One amendment that has gotten quite a bit of attention is advanced by Harvard Law Professor Lawrence Lessig and liberal groups for overturning Citizens United by enabling Congress to regulate political spending and contributions. Forty senators have signed on to the amendment.

Justice Samuel Alito, one of the leading conservatives on the court, made it clear in a speech to the conservative Federalist Society after Trump’s election, that he and other conservatives oppose that amendment and others that would undo the conservative handiwork of the past 25 years that expanded the First and Second amendments.

“More than 40 senators have proposed an amendment to the First Amendment, which in itself is an important development,” Alito said. “And what would that amendment do? It would have the effect of granting greater free speech rights to an elite group, those who control the media, than to everybody else.”

Alito also worried that a more liberal court could overturn the 2008 Heller decision recognizing an individual’s right to own a gun. He called that opinion “perhaps Justice Scalia’s most important majority opinion.”

Alito mocked the University of California’s suggestion that the term “melting pot” was a micro-aggression offending minorities. He questioned campus speech codes as inconsistent with a famous line from Justice Robert Jackson’s opinion in 1943 holding that students who were Jehovah’s Witnesses didn’t have to salute the flag because of their belief it was a graven image.

Jackson wrote then, “If there his a fixed star in our constitutional constellation, it is that no official, high or petty, can prescribe what shall be orthodox in politics, nationalism, religion or other matters of opinion.”

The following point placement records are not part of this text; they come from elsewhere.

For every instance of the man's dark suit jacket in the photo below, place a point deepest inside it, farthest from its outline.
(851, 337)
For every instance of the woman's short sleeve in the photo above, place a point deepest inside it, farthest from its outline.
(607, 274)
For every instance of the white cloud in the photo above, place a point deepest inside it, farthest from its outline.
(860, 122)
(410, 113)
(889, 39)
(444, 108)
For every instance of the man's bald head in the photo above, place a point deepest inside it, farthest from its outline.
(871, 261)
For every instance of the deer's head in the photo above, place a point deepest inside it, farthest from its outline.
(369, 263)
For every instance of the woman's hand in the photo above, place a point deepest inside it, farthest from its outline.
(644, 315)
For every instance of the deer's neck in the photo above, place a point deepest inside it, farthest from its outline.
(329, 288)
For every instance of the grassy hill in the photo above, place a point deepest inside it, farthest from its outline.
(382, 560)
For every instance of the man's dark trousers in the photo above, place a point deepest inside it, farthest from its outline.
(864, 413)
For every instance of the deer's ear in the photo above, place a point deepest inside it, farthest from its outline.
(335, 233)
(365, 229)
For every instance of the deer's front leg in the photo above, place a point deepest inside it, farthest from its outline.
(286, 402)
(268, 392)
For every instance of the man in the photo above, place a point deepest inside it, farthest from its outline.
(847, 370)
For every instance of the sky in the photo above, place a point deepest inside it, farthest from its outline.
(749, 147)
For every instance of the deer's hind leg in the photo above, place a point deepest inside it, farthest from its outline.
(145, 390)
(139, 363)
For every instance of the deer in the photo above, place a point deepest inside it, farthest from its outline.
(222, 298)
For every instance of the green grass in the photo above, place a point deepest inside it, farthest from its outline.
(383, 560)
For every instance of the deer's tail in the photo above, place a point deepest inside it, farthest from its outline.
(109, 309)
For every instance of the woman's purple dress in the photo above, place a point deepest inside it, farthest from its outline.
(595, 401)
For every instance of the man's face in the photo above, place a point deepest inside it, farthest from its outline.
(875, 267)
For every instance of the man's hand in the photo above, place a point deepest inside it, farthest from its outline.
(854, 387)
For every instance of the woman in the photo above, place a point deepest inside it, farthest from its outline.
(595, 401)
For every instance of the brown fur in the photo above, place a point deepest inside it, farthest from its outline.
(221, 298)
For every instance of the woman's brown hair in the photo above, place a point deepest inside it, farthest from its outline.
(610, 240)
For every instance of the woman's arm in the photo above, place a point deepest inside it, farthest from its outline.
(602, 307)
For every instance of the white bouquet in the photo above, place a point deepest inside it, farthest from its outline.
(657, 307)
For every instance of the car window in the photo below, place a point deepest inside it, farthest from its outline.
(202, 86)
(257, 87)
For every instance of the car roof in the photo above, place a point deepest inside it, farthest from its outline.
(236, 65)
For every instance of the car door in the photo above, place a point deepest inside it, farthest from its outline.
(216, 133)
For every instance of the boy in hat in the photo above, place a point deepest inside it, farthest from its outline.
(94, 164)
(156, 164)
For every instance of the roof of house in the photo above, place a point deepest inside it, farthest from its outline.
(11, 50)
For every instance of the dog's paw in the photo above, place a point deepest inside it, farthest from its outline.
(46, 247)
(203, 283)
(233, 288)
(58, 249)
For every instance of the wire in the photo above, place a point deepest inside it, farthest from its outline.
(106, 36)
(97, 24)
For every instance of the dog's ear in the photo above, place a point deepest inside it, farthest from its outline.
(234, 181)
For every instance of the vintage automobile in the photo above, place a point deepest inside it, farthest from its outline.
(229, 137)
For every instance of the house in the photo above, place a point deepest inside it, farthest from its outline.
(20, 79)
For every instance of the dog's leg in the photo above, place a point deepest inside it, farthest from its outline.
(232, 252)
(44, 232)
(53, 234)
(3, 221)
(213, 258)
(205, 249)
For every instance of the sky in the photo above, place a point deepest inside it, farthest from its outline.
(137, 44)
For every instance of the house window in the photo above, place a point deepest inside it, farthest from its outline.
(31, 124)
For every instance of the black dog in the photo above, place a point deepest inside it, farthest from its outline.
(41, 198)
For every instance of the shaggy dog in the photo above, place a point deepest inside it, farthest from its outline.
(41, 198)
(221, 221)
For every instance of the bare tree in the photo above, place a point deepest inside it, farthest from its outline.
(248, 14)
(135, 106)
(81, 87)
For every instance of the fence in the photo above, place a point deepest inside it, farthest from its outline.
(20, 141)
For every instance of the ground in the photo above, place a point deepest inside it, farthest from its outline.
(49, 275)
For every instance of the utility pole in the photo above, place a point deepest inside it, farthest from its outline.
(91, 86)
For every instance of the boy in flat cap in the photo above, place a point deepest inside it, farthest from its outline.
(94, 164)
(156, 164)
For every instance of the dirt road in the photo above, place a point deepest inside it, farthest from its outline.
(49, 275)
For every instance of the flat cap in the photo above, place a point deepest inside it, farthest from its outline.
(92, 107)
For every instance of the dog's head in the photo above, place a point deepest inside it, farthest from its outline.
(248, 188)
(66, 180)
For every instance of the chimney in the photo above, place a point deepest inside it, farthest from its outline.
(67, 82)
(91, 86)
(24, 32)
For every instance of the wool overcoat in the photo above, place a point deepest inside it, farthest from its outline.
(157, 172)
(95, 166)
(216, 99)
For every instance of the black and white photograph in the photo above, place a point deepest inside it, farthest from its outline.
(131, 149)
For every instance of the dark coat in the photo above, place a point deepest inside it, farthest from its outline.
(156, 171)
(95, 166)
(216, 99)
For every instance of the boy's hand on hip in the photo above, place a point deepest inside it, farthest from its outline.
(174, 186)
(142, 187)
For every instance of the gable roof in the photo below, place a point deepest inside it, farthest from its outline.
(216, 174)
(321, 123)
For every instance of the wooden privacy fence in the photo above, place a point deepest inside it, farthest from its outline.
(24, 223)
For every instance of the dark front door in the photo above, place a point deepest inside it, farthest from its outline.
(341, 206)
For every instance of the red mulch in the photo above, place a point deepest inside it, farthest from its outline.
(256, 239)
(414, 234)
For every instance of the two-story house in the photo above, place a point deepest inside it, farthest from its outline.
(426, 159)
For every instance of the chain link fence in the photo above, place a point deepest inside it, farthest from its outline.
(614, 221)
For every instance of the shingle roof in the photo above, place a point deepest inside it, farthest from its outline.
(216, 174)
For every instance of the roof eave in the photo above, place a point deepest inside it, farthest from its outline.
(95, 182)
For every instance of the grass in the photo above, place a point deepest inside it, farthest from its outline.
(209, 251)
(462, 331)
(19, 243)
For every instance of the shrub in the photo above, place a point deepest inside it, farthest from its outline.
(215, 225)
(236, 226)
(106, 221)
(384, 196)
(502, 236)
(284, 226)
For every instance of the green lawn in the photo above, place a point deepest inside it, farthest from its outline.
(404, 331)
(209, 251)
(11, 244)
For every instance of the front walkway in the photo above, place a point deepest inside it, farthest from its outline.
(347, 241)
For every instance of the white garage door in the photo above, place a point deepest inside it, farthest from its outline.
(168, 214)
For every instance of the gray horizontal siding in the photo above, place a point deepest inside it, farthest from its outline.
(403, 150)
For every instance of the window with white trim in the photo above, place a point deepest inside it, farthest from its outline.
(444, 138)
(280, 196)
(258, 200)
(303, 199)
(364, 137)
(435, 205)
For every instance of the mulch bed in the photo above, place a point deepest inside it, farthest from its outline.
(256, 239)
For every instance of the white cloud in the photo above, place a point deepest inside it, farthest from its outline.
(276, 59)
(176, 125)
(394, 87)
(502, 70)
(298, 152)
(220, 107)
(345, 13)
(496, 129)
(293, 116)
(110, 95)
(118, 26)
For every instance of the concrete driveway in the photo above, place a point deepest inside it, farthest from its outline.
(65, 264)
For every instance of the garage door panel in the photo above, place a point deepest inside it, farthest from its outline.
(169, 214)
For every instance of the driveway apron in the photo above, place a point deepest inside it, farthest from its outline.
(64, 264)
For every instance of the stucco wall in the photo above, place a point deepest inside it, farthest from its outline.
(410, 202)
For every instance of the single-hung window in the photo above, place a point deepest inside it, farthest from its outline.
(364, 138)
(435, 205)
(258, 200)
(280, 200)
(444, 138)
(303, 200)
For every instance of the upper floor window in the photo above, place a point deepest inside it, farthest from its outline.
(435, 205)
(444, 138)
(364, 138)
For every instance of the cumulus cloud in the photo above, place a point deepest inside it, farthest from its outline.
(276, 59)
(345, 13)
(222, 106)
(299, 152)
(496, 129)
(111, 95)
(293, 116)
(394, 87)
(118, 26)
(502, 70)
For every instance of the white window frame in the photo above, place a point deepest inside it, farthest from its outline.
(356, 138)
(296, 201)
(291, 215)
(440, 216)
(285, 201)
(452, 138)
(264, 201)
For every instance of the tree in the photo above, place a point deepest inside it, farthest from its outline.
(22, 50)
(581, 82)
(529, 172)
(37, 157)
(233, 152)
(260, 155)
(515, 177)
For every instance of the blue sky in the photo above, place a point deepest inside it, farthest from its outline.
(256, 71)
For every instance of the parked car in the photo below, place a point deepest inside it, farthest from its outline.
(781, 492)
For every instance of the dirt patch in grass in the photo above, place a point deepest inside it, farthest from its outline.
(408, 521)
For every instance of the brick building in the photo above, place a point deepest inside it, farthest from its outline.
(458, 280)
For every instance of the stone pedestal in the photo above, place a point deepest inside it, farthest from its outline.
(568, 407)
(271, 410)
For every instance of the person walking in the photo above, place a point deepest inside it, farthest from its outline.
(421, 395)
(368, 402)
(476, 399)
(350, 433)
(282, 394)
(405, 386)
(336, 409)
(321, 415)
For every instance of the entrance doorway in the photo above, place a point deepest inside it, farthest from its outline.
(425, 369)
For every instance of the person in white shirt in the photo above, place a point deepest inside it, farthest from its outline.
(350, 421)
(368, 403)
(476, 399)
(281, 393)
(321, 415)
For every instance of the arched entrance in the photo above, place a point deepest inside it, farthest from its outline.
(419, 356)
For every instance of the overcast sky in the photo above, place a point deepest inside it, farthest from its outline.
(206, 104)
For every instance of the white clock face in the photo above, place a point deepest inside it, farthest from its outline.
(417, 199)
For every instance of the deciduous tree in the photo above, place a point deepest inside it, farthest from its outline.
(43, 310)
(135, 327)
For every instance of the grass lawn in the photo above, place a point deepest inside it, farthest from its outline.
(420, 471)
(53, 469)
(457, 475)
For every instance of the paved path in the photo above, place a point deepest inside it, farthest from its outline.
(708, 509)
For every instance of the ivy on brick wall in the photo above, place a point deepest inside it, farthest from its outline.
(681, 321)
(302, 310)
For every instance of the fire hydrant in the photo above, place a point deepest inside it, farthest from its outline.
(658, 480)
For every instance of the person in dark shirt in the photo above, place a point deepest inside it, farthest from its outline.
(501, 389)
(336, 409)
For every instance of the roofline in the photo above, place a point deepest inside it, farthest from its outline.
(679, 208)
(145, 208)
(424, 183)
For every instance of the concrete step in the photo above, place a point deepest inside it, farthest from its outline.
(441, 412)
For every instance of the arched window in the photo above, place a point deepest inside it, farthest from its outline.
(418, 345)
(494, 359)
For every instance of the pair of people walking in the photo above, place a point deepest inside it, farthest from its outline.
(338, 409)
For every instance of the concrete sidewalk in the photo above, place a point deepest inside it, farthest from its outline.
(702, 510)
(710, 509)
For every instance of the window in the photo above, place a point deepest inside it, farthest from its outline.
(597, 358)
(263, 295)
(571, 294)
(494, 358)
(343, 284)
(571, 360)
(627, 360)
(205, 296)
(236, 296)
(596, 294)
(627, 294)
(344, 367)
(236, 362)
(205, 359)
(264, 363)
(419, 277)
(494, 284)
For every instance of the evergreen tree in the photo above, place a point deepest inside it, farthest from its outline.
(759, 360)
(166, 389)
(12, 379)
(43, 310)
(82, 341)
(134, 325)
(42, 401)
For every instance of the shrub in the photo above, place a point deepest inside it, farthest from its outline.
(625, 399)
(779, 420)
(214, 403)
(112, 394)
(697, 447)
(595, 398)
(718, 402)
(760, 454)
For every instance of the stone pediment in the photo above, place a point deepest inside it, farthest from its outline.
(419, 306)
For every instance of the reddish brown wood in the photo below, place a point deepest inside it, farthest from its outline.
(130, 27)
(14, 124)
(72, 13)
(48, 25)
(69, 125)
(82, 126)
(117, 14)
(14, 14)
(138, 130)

Alito added, “On college campuses, both public and private, a new orthodoxy rules. Suppose a student were to test Justice Jackson’s proposition today by wearing an article of attire supporting a political candidate who was unpopular among students and professors by proclaiming that the United States is a great and a good country and by expressing certain traditional religious beliefs.

“How would that go over?”

In the passionate pleadings of both left and right there is a common thread: Something is wrong with our democracy, whether you call it the Facebook Democracy, the Post-Fact Democracy, the Digital Democracy, the Virtual Democracy, the Surveillance State or the Politically Correct Democracy. The great task of the 21st century is adapting democracy to the rapid expansion of freedoms, the flood of information and disinformation and the new gadgets of communication that are just as likely to invade privacy as to connect us to the rest of the world.